Appleton anomaly increase following sunset: Its observed relation to equatorial F layer E × B drift velocity

Abstract

The upward E × B drift velocity of the postsunset F layer at the dip equator, in response to the prereversal electric field, and the resulting enhancement of the fountain effect plasma at the Appleton anomaly are observed nearly simultaneously near the same geomagnetic meridian. Measurements, the first under such controlled conditions, are by a chain of ionospheric sounders recording ionograms at intervals of 5–15 min on two consecutive days during equinox at solar maximum, both having quiet magnetic conditions and high solar fluxes. Measured is the following sequence of cause and effect: the equatorial F layer electron density that persists through sunset; the solar E layer electron density conjugate to this F layer that decays rapidly through sunset; the bottomside equatorial F layer altitude, h′F, as it drifts upward in response to the F region dynamo electric field; and the anomaly F layer electron density that increases with the arrival of the resulting enhanced fountain effect plasma at 16.0° and at 20.3° dip latitude.

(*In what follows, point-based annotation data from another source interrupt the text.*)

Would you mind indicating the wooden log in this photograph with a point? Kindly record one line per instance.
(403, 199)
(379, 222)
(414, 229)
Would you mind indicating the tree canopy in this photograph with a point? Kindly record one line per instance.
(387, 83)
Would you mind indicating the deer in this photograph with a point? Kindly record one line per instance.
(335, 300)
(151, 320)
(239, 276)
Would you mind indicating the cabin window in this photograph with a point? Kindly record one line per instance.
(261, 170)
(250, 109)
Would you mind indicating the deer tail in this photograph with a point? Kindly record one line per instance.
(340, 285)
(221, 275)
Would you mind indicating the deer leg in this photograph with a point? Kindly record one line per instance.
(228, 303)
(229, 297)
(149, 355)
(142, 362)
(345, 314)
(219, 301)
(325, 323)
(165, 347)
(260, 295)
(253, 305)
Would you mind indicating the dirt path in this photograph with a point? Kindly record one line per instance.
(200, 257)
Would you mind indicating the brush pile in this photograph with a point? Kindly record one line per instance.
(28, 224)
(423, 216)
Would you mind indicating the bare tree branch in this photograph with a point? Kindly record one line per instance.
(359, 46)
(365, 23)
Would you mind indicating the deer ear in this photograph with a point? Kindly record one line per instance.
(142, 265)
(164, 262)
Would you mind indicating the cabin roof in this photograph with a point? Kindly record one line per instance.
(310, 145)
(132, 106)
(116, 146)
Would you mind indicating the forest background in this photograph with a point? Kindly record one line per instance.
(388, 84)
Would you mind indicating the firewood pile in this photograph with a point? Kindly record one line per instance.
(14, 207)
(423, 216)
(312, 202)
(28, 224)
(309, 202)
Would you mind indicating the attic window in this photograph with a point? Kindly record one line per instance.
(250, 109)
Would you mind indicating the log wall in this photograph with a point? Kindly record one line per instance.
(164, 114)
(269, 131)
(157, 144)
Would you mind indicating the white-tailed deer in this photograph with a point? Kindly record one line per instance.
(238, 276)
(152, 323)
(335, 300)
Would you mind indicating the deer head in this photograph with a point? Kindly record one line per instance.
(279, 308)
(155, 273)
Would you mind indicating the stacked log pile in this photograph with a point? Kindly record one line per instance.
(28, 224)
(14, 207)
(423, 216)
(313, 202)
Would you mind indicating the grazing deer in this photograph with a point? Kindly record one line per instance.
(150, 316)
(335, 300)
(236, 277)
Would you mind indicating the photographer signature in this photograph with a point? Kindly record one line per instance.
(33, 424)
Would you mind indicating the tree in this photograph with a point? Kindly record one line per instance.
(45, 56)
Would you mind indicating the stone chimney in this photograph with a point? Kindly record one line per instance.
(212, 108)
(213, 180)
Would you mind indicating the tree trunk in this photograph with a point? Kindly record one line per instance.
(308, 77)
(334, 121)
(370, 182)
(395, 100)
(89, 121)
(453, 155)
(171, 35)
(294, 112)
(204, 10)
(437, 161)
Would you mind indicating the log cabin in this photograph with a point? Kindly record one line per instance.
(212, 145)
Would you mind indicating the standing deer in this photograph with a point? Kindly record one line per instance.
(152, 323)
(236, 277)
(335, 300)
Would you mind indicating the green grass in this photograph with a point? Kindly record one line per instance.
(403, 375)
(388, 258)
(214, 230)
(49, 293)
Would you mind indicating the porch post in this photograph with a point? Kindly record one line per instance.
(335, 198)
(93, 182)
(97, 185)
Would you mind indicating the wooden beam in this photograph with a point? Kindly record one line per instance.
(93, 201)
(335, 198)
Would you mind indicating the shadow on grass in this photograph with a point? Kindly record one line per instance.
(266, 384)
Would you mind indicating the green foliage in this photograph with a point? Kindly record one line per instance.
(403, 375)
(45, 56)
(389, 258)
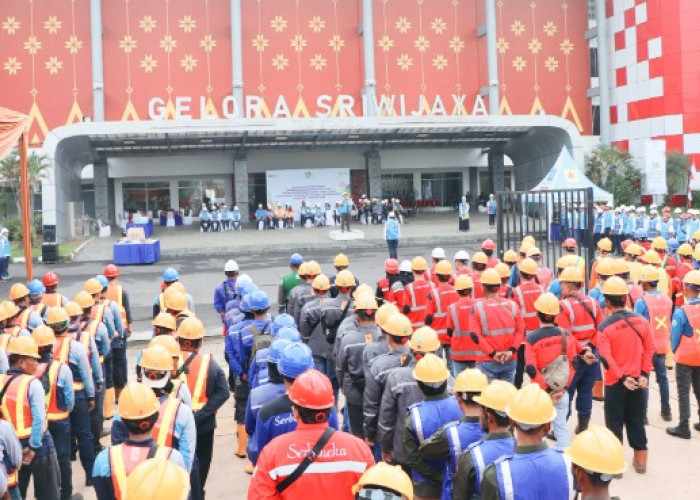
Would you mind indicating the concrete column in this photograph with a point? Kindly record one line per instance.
(240, 184)
(98, 87)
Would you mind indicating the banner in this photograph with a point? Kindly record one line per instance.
(655, 167)
(313, 186)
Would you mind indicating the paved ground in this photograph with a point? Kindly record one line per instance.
(671, 461)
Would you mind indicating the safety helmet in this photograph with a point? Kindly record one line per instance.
(158, 479)
(471, 380)
(391, 266)
(50, 279)
(497, 395)
(463, 282)
(321, 282)
(43, 336)
(527, 266)
(18, 291)
(598, 450)
(137, 401)
(313, 390)
(23, 346)
(490, 277)
(424, 339)
(191, 328)
(419, 264)
(295, 359)
(547, 303)
(531, 406)
(398, 325)
(385, 476)
(341, 260)
(615, 286)
(92, 286)
(164, 320)
(431, 369)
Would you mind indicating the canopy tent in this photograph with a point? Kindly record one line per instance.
(13, 128)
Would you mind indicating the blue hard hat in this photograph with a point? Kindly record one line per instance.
(170, 275)
(295, 359)
(259, 301)
(289, 333)
(36, 288)
(275, 350)
(282, 320)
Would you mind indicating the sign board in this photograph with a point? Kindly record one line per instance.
(311, 185)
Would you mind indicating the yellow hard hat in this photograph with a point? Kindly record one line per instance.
(156, 358)
(399, 326)
(344, 279)
(158, 479)
(605, 244)
(527, 266)
(341, 260)
(424, 339)
(615, 286)
(191, 328)
(497, 395)
(386, 311)
(491, 277)
(443, 267)
(390, 477)
(597, 449)
(419, 264)
(168, 342)
(321, 282)
(547, 303)
(431, 369)
(164, 320)
(43, 335)
(23, 346)
(92, 286)
(18, 291)
(137, 401)
(463, 282)
(471, 380)
(531, 406)
(84, 299)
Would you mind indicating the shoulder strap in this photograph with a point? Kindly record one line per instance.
(308, 460)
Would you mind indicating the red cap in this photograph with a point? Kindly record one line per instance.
(312, 390)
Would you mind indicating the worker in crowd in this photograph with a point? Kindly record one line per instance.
(626, 349)
(471, 464)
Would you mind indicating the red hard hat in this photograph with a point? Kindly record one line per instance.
(312, 390)
(50, 279)
(391, 266)
(111, 271)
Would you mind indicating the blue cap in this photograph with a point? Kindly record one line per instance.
(295, 359)
(170, 275)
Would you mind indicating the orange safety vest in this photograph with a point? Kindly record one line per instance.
(121, 464)
(53, 412)
(659, 307)
(688, 350)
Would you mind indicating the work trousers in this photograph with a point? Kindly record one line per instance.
(686, 377)
(624, 409)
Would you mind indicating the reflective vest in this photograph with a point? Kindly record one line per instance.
(15, 405)
(659, 307)
(688, 350)
(484, 453)
(526, 295)
(164, 429)
(50, 379)
(121, 464)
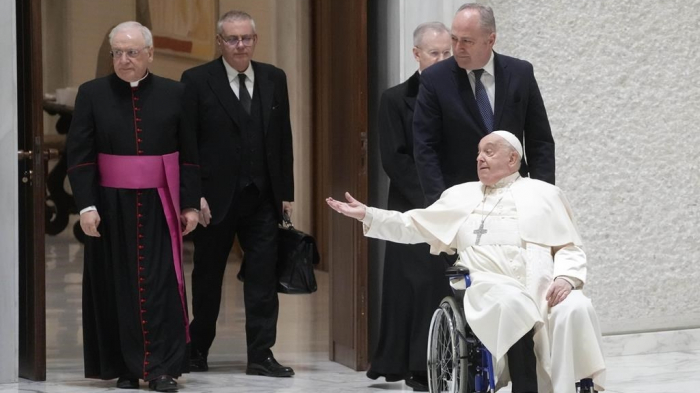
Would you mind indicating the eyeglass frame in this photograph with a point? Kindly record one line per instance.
(238, 39)
(128, 53)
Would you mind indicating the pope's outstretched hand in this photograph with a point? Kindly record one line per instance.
(353, 208)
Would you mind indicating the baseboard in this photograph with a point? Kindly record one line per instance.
(651, 342)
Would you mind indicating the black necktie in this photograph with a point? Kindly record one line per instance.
(243, 94)
(482, 100)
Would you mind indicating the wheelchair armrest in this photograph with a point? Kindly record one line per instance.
(456, 271)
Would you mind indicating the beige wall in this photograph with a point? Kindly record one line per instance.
(73, 31)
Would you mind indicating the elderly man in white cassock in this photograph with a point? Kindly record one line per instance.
(518, 238)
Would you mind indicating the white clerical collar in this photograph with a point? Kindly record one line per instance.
(506, 181)
(136, 84)
(232, 73)
(488, 68)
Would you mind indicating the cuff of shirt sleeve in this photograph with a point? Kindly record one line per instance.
(573, 281)
(367, 220)
(88, 209)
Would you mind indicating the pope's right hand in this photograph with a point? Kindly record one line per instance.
(352, 208)
(89, 221)
(204, 212)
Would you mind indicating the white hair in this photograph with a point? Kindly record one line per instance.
(233, 16)
(147, 36)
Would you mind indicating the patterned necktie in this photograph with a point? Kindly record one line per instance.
(243, 94)
(482, 100)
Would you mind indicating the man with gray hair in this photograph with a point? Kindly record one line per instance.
(412, 286)
(518, 239)
(470, 95)
(241, 111)
(134, 172)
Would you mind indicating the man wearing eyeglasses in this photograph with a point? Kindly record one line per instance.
(241, 111)
(133, 170)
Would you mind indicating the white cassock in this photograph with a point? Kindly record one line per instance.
(526, 222)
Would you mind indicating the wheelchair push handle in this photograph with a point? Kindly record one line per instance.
(456, 271)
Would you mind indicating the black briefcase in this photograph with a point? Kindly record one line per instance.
(297, 257)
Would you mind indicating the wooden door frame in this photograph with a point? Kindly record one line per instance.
(32, 194)
(340, 86)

At the equator the maximum drift velocity measured by dh′F/dt is 70 m s−1 on the first day and 50 m s−1 on the second. The differences in drift velocity are reflected in the anomaly in latitudinal distributions of F layer maximum electron density between 0° and 30° dip latitude that show the anomaly crest to increase in magnitude and in latitude: rapidly on the first day, reaching a maximum of 55 × 105 el cm−3 18° dip latitude at 2100 LT, and more slowly on the second day, reaching ≥38 × 105 el cm−3 at ≤16° dip latitude, also at 2100 LT. In addition to the qualitative relationship, maximum drift velocity and anomaly crest maximum electron density and its maximum rate of increase are all reduced by about the same factor on the second day relative to the first.